$\displaystyle{\int \int 1 dxdy }$ over the region $R$ where $R = \{(x,y):x^2+y^2=16\}$
The solution given in class went like this:
$\displaystyle{\int_{-4}^{4} \int_{x=-\sqrt{4-y^2}}^{x=\sqrt{4-y^2}}1dxdy} = 2\int_{0}^{4}\int_{x=0}^{x=\sqrt{4-y^2}}dxdy$
The other question went like this
$\displaystyle{\int \int (x^2+y^2-1) dxdy} $ over the region $R$ where $R = \{(x,y):x^2+y^2=16\}$
The solution for this problem went like this:
$\displaystyle{\int_{-4}^{4} \int_{x=-\sqrt{4-y^2}}^{x=\sqrt{4-y^2}}(x^2+y^2-1)dxdy = 4\int_{0}^{4}\int_{x=0}^{x=\sqrt{4-y^2}}(x^2+y^2-1)dxdy}$
Is this a typo or there is a logic behind this?

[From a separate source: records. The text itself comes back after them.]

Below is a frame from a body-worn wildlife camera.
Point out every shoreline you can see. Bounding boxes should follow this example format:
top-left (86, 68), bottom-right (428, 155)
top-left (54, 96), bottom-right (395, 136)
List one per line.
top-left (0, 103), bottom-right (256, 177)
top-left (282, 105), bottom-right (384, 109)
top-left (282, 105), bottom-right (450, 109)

Notice that the integrand is even for the component $x$. That is, $$f(-x,y)=f(x,y).$$ With that you can justify converting the integral $\int_{-\sqrt{4-y^2}}^{\sqrt{4-y^2}}dx$ into $2\int^{\sqrt{4-y^2}}_{0}dx$.
On the other hand, the function $\int f(x,y)dx$ is even for the component $y$. That is, $$\int f(x,-y)dx=\int f(x,y)dx.$$ This justifies splitting the other integral, $\int_{-4}^4$.